Bianca Blackwell, de treze anos, havia adormecido na poltrona do canto da sala lendo um dicionário, e acordou alarmada à meia-noite com um anúncio de alguém ofegante.

—Os jogos foram irados e a comida fabulosa, especialmente o pudim —exclamou uma morena de treze anos, com a excitação das últimas três horas estampada no rosto corado e olhos radiantes.

—Que bom que você gostou, Morena — sussurrou Bianca. —Do pudim, claro.

A garota tirou o cachecol e as luvas e jogou tudo no sofá.

—Você deveria ter experimentado... a festa, claro.
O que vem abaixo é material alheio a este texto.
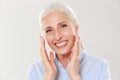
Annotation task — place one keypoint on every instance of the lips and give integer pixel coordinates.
(61, 43)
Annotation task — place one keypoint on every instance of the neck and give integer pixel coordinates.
(64, 59)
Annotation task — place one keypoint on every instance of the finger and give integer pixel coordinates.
(42, 49)
(76, 48)
(52, 60)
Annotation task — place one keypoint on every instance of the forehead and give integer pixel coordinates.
(54, 18)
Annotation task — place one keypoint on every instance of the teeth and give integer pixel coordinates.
(61, 44)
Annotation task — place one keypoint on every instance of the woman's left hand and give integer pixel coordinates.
(73, 69)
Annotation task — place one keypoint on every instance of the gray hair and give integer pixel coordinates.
(59, 7)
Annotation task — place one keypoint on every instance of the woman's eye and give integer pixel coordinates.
(48, 31)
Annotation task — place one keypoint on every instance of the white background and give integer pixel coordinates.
(19, 33)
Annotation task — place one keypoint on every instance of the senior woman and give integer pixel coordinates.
(69, 61)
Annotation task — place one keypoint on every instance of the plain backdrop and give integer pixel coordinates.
(20, 31)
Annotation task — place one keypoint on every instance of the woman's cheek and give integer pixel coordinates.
(68, 32)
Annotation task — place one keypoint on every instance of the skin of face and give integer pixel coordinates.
(59, 32)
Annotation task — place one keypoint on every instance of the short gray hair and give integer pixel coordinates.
(59, 7)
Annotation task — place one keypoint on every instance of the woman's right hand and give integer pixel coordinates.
(49, 64)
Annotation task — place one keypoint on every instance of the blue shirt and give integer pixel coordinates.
(91, 68)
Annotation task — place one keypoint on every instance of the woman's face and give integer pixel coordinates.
(59, 32)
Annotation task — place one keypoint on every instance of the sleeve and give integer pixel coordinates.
(34, 73)
(105, 72)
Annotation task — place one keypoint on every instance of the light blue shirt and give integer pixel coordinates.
(91, 68)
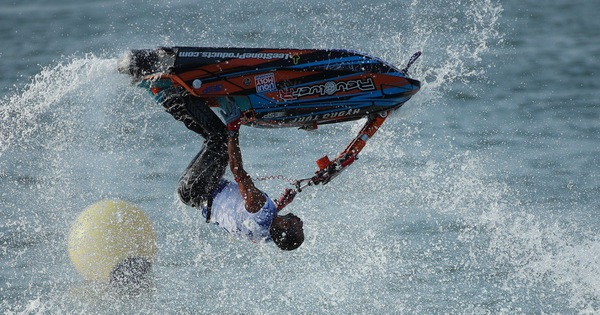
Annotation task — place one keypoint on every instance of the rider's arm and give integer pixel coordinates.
(254, 198)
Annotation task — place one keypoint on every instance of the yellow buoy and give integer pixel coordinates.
(112, 241)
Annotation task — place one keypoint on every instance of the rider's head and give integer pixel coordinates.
(287, 232)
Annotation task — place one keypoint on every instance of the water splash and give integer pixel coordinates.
(448, 227)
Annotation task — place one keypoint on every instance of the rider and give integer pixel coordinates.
(238, 207)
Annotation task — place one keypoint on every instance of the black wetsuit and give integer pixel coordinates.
(202, 175)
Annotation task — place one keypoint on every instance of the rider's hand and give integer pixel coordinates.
(285, 199)
(232, 114)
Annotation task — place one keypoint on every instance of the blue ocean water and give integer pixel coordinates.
(478, 196)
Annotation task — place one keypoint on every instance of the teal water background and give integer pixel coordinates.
(479, 196)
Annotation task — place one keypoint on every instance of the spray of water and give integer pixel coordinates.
(81, 110)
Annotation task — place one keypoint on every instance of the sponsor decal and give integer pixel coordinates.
(213, 89)
(274, 115)
(327, 88)
(265, 82)
(333, 115)
(233, 55)
(296, 58)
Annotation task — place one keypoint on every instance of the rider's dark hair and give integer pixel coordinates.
(288, 239)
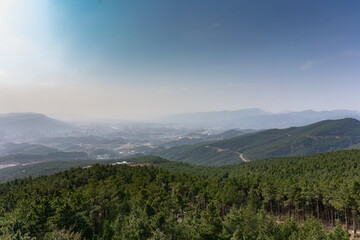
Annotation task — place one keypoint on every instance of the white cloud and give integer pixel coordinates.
(352, 53)
(308, 65)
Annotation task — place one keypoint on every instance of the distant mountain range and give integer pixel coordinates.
(25, 123)
(324, 136)
(255, 118)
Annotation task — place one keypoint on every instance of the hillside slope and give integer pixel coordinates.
(20, 123)
(324, 136)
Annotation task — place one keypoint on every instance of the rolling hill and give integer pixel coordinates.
(324, 136)
(22, 123)
(255, 118)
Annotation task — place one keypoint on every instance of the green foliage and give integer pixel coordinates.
(266, 199)
(325, 136)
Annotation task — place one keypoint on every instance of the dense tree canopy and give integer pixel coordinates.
(284, 198)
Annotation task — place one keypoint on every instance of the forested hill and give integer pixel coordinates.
(324, 136)
(178, 201)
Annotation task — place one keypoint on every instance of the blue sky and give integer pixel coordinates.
(146, 58)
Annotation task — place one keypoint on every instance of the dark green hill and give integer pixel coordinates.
(267, 199)
(324, 136)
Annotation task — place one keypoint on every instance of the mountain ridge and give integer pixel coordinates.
(323, 136)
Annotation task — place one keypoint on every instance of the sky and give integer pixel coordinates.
(126, 59)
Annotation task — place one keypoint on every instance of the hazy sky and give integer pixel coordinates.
(145, 58)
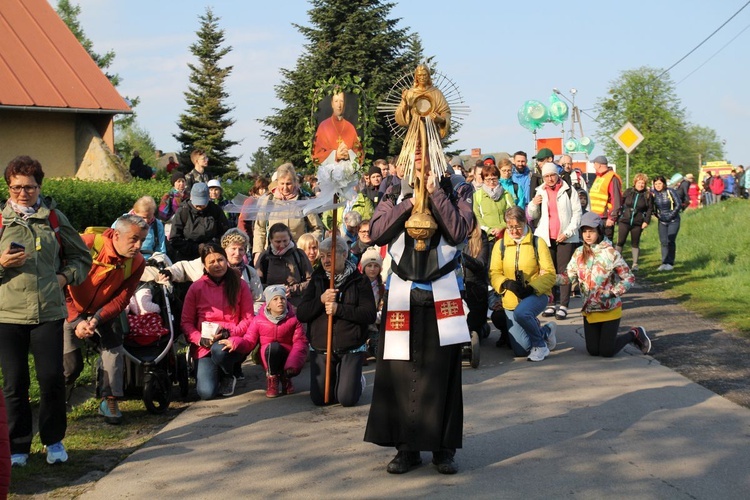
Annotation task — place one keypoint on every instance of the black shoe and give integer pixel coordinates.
(444, 461)
(403, 462)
—Ah, você sabe que eu não sou fã de... essas coisas. Além disso, você tem um monte de amigos.

—Na realidade, “essas coisas” foram divertidas, Bianca. E, além disso, você é minha melhor amiga, e sem você é... bem... de qualquer forma, não sei como você consegue ficar encolhida neste estúpido canto escuro o tempo todo, com o nariz enfiado em livros e estudos. Que chato! E como já lhe disse muitas vezes, você deveria ler com mais luz porque pode prejudicar seus olhos.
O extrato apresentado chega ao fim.